D.C. Council Votes to Strengthen Record Sealing Laws for People With Marijuana Arrests

The Washington D.C. Council has voted unanimously to strengthen record sealing laws to help citizens in the nation’s capital move past marijuana infractions from their past. The Council is expected to take a second vote on the new system later in October (D.C. law requires the Council to vote twice on a bill), after which the bill will go to Mayor Vincent Gray for his approval.

“For the thousands of D.C. residents who are suffering the life-altering consequences of having a marijuana possession charge on their record, this legislation should help provide relief,” said Dr. Malik Burnett of the Drug Policy Alliance.
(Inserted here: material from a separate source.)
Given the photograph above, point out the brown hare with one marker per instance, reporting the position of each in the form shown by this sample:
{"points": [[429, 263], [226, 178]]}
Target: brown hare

The DPA released a statement on the subject earlier this week:

The Record Sealing for Decriminalized and Legalized Offenses Act of 2014 (Council Bill #20-467) would improve the record sealing process for individuals previously arrested, charged, or convicted of an offense that has since been decriminalized or legalized, including records pertaining to marijuana possession. This legislation would speed up government review and decision making on motions to seal criminal records, place important limits on government discretion to deny a record sealing motion, and provide more certainty that a motion to seal certain qualified records will be honored by the government within a certain time frame.

The nation’s capital made waves earlier this year when the city voted to decriminalize cannabis possession, and citizens will be voting this November on Initiative 71, which sets out to legalize and regulate recreational marijuana. Since decriminalization took effect July 17, however, reports show that 77% of all marijuana-related tickets were written in neighborhoods home to primarily people of color. This troubling statistic demonstrates that there is still a gross disparity in marijuana enforcement between races, despite decriminalization, thus emphasizing the need for further political action in this direction.

“Initiative 71 will take D.C. another step toward removing marijuana from the criminal justice system and refocusing police priorities on more serious crime,” said Dr. Burnett. “The District has the opportunity to serve as a model for other jurisdictions looking to reduce racial disparities in the criminal justice system.”